Under personal law the provisions are as follows:
- Hindu Marriage Act, 1955- As per Section 17 of the Hindu Marriage Act, 1955, if a Hindu marries another person while his marriage with the first is still subsisting with either husband or wife, then that person is liable to be punished under The Indian Penal Code.
- Muslim Women (Protection of Rights on Divorce) Act, 1986- As per this act, there is as such specific provisions which in particular target Bigamy. A man belonging to the faith of Islam has the right to marry up to four women at the same time. The condition is that he should be competent enough to treat all of his wives in an equal manner. If he is not able to or fails to do so, then he is liable.
- Parsi Marriage and Divorce Act, 1936- As per Section 5 of The Parsi Marriage and Divorce Act, it has declared Bigamy to be null and void and also imposes at the same a penalty if the offence of Bigamy is committed. The Penalty is as per Sections 494 and 495 of The Indian Penal Code,1860.
- Christian Divorce Act, 1896- As per The Christian Divorce Act, 1896 as such there is no such provision for Bigamy however under Section 60 of The Christian Divorce Act, 1896, there is some provision that needs to be fulfilled before the marriage registration is fulfilled. The Condition is that at the time of the marriage registration, any party to the marriage should not be in an existing marriage. If the parties to marriage fail to give an oath or declaration to the same effect, then he/she is liable to be punished under Section 193 of The Indian Penal Code. Thus this provision explains that under The Christian Divorce Act, 1896 more than one marriage is illegal.
- Special Marriage Act, 1954- As per Section 44 of The Special Marriage Act, 1954, there is a provision that states that any person who commits the offence of Bigamy, then he/she is liable to be punished under Section 494 and 495 of The Indian Penal Code, 1860.
Punishment for Bigamy under the Indian Laws
In India, Bigamy is an offence that is Non-Cognizable. With the approval of the court, the offence can be termed to be a bailable and compoundable offence if the offence is committed under Section 494 of The Indian Penal Code. The punishment for the offence of Bigamy is imprisonment for a maximum term of 7 years or a fine or both in some cases. In case of commitment to the offence of bigamy, by hiding the fact of the first marriage, then in such a case the maximum imprisonment is for a period of up to 10 years or a fine or both in some cases.
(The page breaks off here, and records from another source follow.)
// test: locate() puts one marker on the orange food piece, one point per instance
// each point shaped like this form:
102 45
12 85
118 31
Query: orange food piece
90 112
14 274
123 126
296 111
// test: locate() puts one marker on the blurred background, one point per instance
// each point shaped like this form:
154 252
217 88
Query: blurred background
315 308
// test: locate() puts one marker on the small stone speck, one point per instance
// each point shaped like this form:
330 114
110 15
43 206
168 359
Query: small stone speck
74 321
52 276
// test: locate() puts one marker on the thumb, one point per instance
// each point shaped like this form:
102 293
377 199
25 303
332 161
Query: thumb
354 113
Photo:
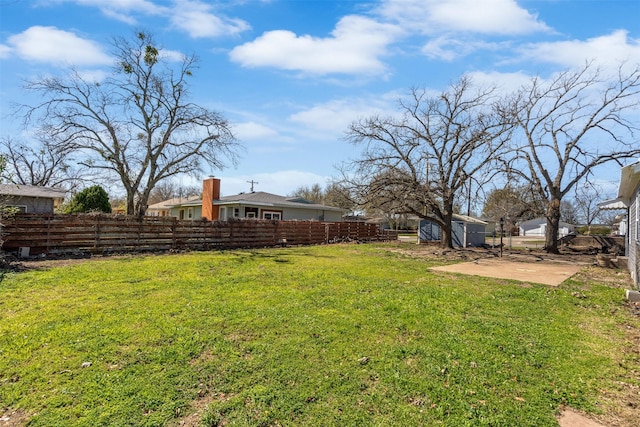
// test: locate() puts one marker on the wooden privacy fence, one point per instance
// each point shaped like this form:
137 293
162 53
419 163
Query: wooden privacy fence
50 234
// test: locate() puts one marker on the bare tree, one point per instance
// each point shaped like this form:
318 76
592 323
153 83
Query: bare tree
568 126
419 162
137 124
167 189
43 163
513 203
586 200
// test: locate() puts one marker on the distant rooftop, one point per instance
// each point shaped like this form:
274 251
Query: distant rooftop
32 191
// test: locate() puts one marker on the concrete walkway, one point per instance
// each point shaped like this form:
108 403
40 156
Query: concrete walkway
540 272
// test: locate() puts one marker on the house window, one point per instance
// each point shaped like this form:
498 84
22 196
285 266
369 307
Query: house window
15 208
251 212
271 215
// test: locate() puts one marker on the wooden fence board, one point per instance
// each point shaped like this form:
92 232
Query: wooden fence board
96 233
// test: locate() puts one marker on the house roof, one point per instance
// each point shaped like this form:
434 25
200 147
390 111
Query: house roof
468 219
541 220
176 201
262 198
629 181
20 190
258 198
613 204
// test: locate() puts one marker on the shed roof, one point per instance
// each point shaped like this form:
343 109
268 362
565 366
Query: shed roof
32 191
629 181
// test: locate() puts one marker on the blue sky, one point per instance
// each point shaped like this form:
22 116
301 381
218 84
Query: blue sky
292 74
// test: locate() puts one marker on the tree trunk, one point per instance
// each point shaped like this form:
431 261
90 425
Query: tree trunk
446 232
553 226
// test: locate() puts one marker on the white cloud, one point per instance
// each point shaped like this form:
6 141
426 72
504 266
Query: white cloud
485 17
58 47
448 49
253 131
355 46
196 18
610 49
283 182
504 82
122 10
5 51
334 117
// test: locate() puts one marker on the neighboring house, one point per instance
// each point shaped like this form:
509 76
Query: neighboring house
466 231
31 198
620 221
629 194
164 208
258 205
538 227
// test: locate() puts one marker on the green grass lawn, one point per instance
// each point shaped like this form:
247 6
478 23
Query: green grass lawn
340 335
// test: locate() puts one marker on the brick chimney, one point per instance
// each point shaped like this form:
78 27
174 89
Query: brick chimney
210 192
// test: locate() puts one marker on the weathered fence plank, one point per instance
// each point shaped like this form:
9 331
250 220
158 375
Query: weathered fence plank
119 233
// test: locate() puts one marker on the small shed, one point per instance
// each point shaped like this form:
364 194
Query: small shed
538 227
31 198
466 231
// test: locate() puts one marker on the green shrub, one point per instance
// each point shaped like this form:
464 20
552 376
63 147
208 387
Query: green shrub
92 199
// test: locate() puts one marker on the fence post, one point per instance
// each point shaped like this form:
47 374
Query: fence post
96 241
173 233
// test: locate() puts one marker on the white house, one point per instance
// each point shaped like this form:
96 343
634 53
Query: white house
629 194
256 205
538 227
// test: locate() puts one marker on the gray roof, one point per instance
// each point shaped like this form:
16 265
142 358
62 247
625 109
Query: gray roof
268 199
176 201
258 198
31 191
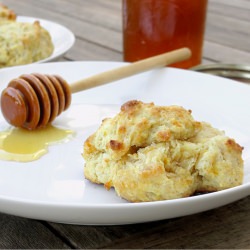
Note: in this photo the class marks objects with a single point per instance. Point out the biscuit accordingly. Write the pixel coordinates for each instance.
(6, 13)
(23, 43)
(151, 153)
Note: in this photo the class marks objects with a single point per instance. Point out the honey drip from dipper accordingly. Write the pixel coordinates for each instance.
(22, 145)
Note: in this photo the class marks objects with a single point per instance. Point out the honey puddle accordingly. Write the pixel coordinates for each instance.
(23, 145)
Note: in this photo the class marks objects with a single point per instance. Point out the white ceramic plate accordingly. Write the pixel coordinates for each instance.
(54, 189)
(62, 38)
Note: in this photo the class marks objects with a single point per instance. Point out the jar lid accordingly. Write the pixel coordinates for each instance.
(239, 72)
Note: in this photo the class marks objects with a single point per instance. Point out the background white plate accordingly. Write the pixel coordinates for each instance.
(62, 38)
(53, 188)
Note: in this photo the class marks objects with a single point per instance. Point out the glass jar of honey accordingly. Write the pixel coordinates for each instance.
(152, 27)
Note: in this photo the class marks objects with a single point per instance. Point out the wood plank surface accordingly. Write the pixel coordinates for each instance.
(97, 25)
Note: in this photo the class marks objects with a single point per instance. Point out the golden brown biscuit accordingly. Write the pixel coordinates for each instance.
(150, 153)
(6, 13)
(23, 43)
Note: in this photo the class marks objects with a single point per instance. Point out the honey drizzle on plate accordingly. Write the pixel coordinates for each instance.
(22, 145)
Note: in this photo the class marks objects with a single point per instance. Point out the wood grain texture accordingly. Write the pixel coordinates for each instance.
(97, 25)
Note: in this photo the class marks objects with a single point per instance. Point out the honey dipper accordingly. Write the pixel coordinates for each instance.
(34, 100)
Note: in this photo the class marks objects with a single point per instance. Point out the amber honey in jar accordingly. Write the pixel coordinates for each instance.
(152, 27)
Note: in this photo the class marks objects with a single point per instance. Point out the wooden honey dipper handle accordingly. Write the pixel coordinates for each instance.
(34, 100)
(131, 69)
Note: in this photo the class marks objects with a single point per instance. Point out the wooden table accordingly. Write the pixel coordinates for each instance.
(97, 26)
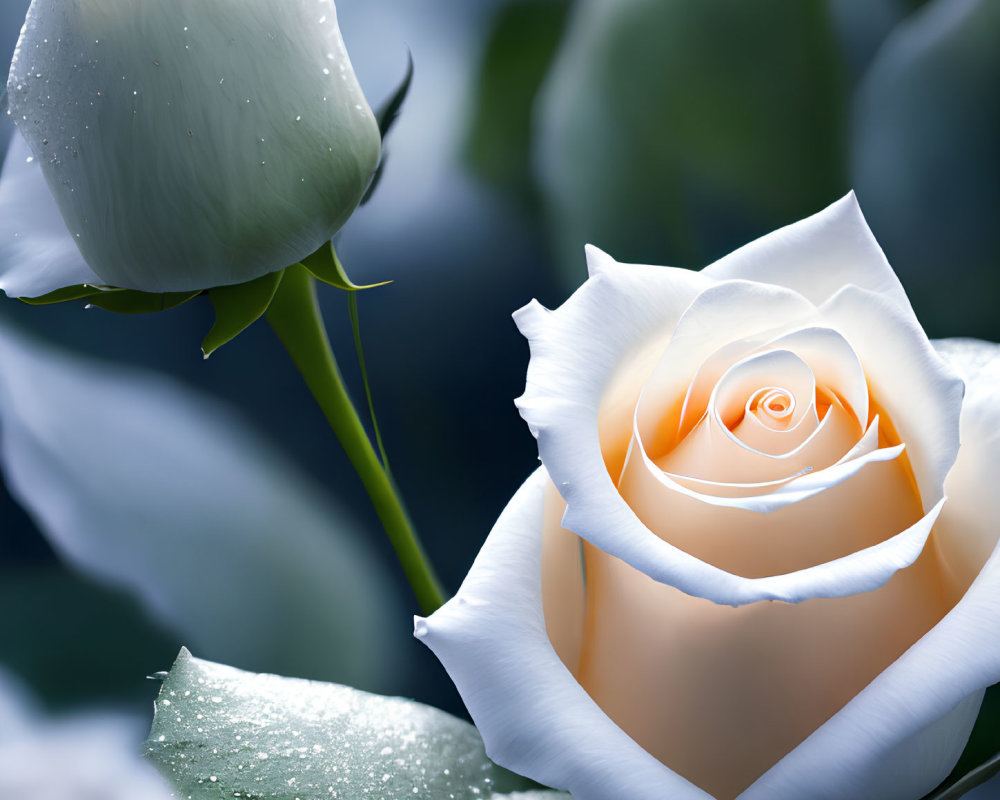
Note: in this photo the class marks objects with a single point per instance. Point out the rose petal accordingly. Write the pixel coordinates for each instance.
(817, 256)
(927, 701)
(37, 252)
(894, 741)
(968, 530)
(920, 394)
(191, 144)
(546, 727)
(569, 369)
Under Section 495, this type of offence is not a compoundable offence.
The fact that a wife is being referred to as The Second Wife is in itself a Social Stigma and in the eyes of the society of India, the second wife and the first wife are not treated equally with the latter being given more respect. Under Indian laws, the second wife is not provided with much protection. However, the victims of bigamy as such can still approach the Courts to claim Maintenance.
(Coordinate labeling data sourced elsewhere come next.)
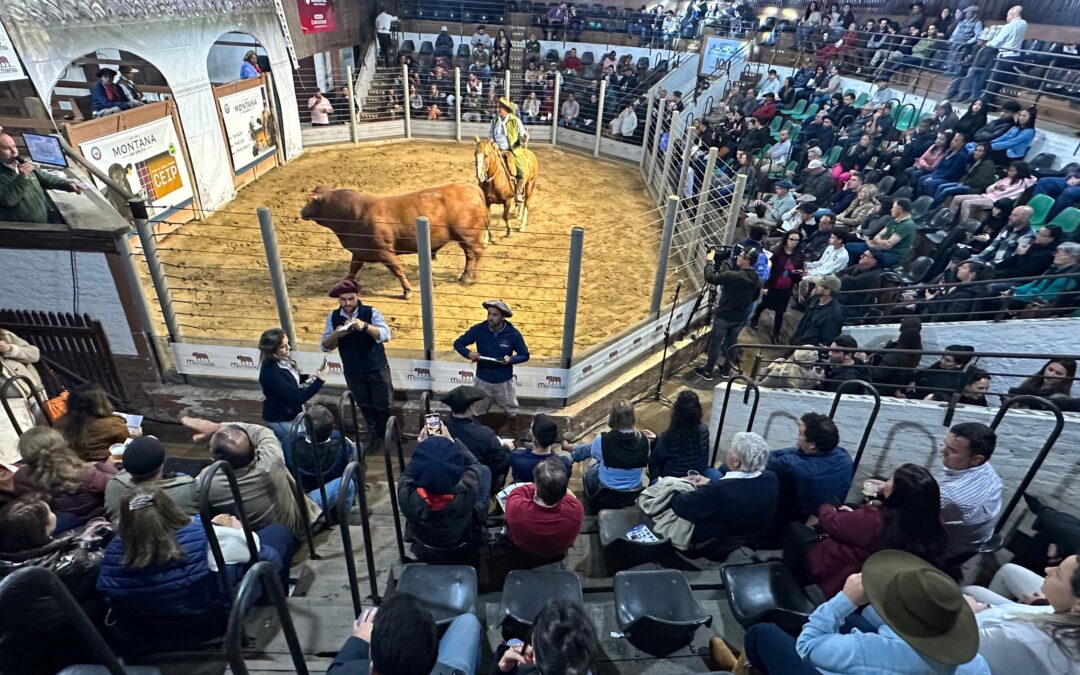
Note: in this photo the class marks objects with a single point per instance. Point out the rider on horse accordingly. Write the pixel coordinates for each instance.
(508, 133)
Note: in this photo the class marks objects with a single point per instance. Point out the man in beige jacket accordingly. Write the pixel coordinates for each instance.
(17, 356)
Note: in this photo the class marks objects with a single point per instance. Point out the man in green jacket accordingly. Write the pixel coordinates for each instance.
(23, 188)
(508, 134)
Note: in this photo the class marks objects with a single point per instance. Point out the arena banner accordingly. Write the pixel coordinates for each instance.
(315, 15)
(146, 158)
(407, 374)
(11, 68)
(247, 125)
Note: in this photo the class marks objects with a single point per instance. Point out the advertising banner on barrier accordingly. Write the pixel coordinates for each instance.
(442, 376)
(10, 66)
(146, 158)
(315, 15)
(247, 126)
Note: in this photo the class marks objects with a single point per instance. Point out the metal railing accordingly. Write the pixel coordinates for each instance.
(205, 516)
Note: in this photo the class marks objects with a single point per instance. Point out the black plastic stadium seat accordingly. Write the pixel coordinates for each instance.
(446, 591)
(766, 593)
(657, 607)
(526, 592)
(620, 552)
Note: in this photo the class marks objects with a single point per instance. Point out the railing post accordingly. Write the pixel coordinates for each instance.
(405, 95)
(665, 250)
(572, 286)
(645, 135)
(599, 118)
(427, 288)
(669, 154)
(457, 104)
(733, 208)
(140, 218)
(554, 107)
(354, 131)
(661, 106)
(277, 274)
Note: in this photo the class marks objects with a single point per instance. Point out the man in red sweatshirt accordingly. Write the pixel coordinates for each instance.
(543, 518)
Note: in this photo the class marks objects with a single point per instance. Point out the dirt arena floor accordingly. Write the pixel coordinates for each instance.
(219, 281)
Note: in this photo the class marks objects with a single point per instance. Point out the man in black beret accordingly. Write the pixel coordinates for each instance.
(358, 332)
(477, 437)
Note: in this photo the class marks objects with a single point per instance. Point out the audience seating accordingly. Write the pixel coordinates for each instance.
(766, 593)
(446, 591)
(526, 592)
(657, 607)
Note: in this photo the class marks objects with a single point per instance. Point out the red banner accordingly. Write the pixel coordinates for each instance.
(315, 15)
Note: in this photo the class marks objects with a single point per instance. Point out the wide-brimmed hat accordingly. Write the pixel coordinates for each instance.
(499, 305)
(346, 285)
(922, 605)
(460, 397)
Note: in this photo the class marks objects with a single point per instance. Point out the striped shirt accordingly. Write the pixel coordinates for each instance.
(971, 501)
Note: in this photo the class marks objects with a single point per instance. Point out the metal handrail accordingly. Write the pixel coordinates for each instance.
(869, 421)
(299, 493)
(72, 611)
(205, 517)
(348, 402)
(355, 473)
(260, 572)
(751, 386)
(1047, 446)
(35, 390)
(393, 435)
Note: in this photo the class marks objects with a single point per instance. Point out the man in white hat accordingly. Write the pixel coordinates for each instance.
(498, 346)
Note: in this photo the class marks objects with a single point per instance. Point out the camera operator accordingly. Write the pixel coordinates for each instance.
(739, 288)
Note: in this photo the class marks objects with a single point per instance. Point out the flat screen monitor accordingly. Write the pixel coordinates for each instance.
(44, 149)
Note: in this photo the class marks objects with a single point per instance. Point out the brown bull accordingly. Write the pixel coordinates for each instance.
(376, 229)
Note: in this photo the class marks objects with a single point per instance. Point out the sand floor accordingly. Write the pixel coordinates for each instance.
(220, 286)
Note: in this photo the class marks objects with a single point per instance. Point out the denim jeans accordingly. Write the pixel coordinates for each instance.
(724, 336)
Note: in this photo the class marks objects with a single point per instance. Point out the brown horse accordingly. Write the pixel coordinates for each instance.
(496, 178)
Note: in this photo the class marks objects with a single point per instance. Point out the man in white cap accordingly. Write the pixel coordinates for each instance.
(498, 347)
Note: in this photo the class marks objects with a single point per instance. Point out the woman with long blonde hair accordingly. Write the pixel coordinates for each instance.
(73, 488)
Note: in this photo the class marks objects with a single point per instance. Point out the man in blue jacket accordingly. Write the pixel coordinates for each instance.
(498, 347)
(815, 472)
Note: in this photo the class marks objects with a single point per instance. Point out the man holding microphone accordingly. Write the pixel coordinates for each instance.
(358, 332)
(499, 346)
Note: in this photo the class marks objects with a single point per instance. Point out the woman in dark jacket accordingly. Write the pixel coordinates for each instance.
(981, 175)
(907, 517)
(284, 388)
(784, 278)
(75, 489)
(684, 447)
(893, 370)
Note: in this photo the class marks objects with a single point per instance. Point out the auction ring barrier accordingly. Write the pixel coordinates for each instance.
(260, 572)
(355, 473)
(204, 515)
(348, 402)
(751, 386)
(15, 584)
(394, 435)
(294, 433)
(1047, 446)
(38, 396)
(869, 421)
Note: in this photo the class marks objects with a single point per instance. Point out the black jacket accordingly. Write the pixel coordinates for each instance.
(739, 288)
(820, 324)
(284, 397)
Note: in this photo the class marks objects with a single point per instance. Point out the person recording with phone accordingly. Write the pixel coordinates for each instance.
(23, 186)
(284, 387)
(739, 288)
(358, 332)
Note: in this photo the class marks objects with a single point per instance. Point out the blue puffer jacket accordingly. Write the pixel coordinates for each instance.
(184, 588)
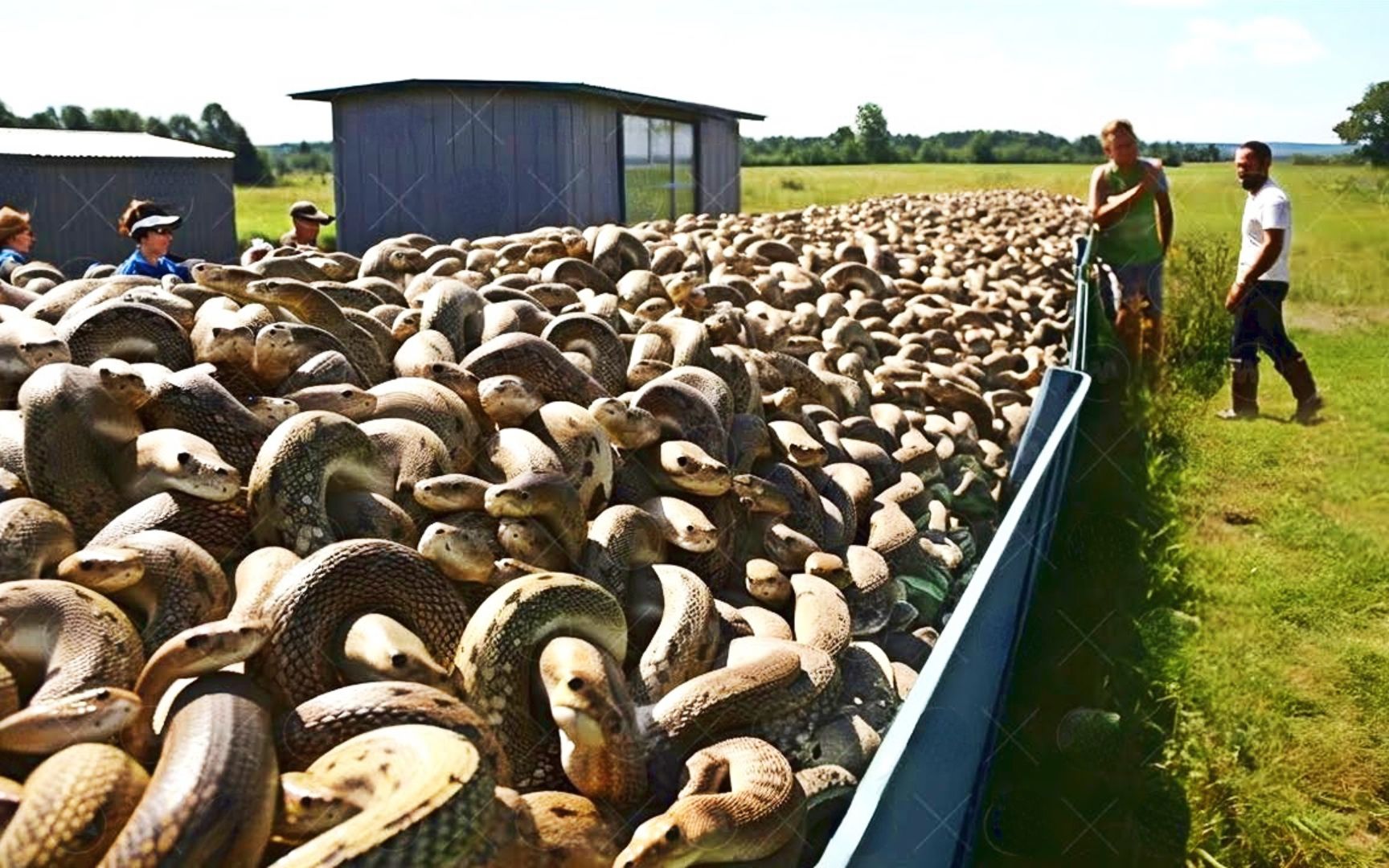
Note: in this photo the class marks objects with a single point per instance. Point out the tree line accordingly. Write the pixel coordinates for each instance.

In India, there exist 2 Major Criminal Laws In India: The Indian Penal Code and The Evidence Act. Under The Indian Penal Code, the first wife can file a case against her husband if he enters into a Second Marriage. Sections 494 and 495 relate to the provisions of Bigamy. Under The Indian Evidence Act, Section 114 the court is empowered to assume the presence of the probable facts about the conduct of humans and common sense and the common course of the events.
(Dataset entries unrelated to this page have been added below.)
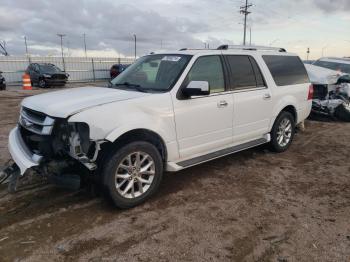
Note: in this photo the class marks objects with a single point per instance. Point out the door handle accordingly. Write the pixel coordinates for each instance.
(222, 103)
(266, 96)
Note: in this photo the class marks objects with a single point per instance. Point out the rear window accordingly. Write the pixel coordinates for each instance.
(345, 68)
(286, 70)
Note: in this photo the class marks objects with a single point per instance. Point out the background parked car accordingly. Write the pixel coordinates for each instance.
(2, 82)
(333, 63)
(331, 92)
(46, 75)
(117, 69)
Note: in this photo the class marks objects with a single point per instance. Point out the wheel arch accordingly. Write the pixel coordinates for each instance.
(291, 108)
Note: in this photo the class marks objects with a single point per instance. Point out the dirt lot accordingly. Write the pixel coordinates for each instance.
(252, 206)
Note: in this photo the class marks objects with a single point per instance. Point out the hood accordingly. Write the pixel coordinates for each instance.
(324, 76)
(68, 102)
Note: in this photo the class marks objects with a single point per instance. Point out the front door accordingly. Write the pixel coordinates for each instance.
(204, 124)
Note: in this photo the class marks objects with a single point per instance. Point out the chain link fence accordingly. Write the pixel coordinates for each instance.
(79, 68)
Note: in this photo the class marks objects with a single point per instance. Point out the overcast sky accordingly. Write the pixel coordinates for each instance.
(172, 24)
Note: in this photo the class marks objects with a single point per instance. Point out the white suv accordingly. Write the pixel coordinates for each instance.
(166, 111)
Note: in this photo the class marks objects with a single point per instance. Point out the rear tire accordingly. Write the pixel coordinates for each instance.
(342, 112)
(282, 133)
(133, 174)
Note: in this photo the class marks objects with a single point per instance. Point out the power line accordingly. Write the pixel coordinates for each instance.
(245, 12)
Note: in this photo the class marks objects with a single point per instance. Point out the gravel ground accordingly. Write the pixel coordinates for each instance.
(251, 206)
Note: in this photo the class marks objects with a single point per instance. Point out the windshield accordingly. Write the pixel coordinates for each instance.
(49, 69)
(153, 72)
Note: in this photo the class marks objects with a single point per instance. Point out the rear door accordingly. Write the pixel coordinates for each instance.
(252, 99)
(204, 123)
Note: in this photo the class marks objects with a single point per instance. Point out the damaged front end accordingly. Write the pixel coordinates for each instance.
(331, 92)
(50, 146)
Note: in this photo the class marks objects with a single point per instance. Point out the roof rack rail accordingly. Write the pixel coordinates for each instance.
(185, 49)
(251, 48)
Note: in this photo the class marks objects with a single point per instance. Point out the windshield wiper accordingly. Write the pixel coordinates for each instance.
(135, 86)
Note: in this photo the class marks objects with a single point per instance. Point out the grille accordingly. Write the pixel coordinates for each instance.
(36, 122)
(58, 77)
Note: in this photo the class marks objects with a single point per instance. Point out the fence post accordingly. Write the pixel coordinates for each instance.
(93, 69)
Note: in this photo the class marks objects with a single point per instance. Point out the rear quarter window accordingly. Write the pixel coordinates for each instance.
(286, 70)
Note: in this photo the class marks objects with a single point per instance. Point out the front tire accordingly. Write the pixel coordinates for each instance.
(133, 174)
(42, 83)
(282, 133)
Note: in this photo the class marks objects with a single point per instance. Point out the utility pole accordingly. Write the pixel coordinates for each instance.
(250, 37)
(61, 36)
(135, 39)
(85, 44)
(245, 12)
(25, 43)
(3, 47)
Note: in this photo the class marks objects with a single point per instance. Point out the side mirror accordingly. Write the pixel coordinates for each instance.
(196, 88)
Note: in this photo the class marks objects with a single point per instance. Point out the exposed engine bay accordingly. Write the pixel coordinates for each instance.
(331, 92)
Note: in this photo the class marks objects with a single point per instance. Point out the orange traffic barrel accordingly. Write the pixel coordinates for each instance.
(27, 85)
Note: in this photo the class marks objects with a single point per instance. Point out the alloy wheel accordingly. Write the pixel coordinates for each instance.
(284, 133)
(134, 174)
There is a social stigma that is attached to the second wife and along with the loopholes that are present in the law which can easily be used for the benefit of the husband and not grant women their protection, these women do not have proper care and protection. These women have suffered a lot right from having been cheated upon to having no legal rights for their protection. Thus, many provisions have been enacted for the protection of women and also to prevent Bigamy.